Over Labor Day at Burning Man, there were several official blockchain talks, and if you listened closely you could hear “congrats on the ICO raise!” on top of the Robot Heart bus at sunrise set. At one of the crypto camp, the CEO of a major exchange passed a DMT pen around with rising star protocol developers, reclining in hammocks filled with neon stuffed animals. At least four crypto themed, industry- populated Burning Man camps still exist as of this writing.
But that was just the start of the Big Crazy. By the fall, Bitcoin had crested $10,000, and Ethereum and other coins were following in its wake. “Everyone is getting rich and you’re not!”—those articles were flowing fast. Main Street got nervous and downloaded Coinbase to get in on the bubble. My Facebook messenger teemed with people who haven’t spoken to me since high school or college, opening with a warm “hey hey it’s been a while, pretty cool you got in on this crypto stuff early. what’re the good tokens these days? 🙂 :)”
San Francisco Blockchain Week, in late October, felt like a tipping point. I started to realize that we had an existential problem on our hands. Twenty-four year olds were turning into millionaires practically overnight. These young people were technically sharp, usually from engineering or economics backgrounds—but still underdeveloped in the social, moral, and emotional intelligence sphere, like anyone at that age.

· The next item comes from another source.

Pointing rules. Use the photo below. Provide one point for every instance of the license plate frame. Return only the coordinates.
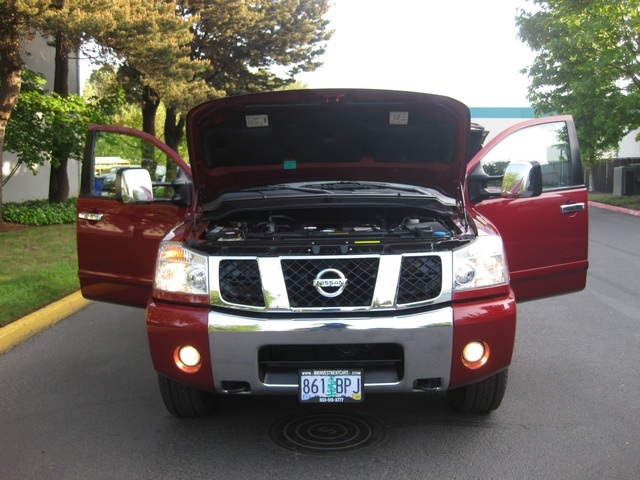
(331, 385)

More than once during that week, I remember standing on balconies at private parties overlooking the rolling hills of the Bay with an introspective, newly minted millionaire ICO founder. These young men confessed their fear, numbness, emptiness, and shock that the money didn’t seem to help ease their family issues, relationship woes, and stress levels; in fact the wealth might be making it worse. And the less introspective folks? … they just downed another tequila shot and repeatedly checked their Telegram groups, bitterly scrolling through the “wen moons?” and Russian ‘bots to kill time before the after-after party, where we would chase away the gnawing dread with ith DJs straight from the playa, CBD cocktails flowing, and outrageous names from Silicon Valley and the new crypteau-riche mafia maniacally letting loose on the dance floor....
When we went home for the holidays at the end of 2017, it was Peak Bubble. By Christmas, Bitcoin hit its high of $19,000, and we had the surreal experience of our families plying us for more information and Coinbase tutorials.
In early 2018, we were still buzzing. It felt like that 4 a.m. moment where the party is juuust still going, and you want to deny that the sun will be up soon, revealing cracked-out faces and ugliness instead of shimmer and sexiness. Bitcion started its decline in January, Ethereum didn’t hit it’s high until later in February and by spring, 2018, the entire market had begun it’s decline into crypto winter.
So why tell this story now? It’s the end of the decade, and Bitcoin and this entire industry have only been in existence for about 10 years. We’re extremely young, and despite the accelerated aging we experienced and feel, we’ve got a long journey ahead of us before mainstream adoption.
Although the decade is full of foundational crypto mythology—Satoshi Nakamoto, Vitalik Buterin, Mt. Gox, the DAO—2017 was the pinnacle, and the stuff of legends. It was the first time crypto broke into mainstream consciousness. We were tested with unimaginable wealth, and were forced to define what we stand for.
Yes, this is how we all behaved. It was the rush of the decade; fun, wildly embarrassing, intoxicating and bleakly sobering. Did we do enough to educate good faith newcomers? Did we do enough to draw attention to and cast out scammers? Did we use our 10 minutes of fame wisely? Of course not.
Yet, despite our differences, we’re one in the same community; indeed, Bitcoiners and Etherians look identical to the outside world. We survived the insanity of 2017 together and made it to the end of the decade. We’re still here. Bring it on, 2020.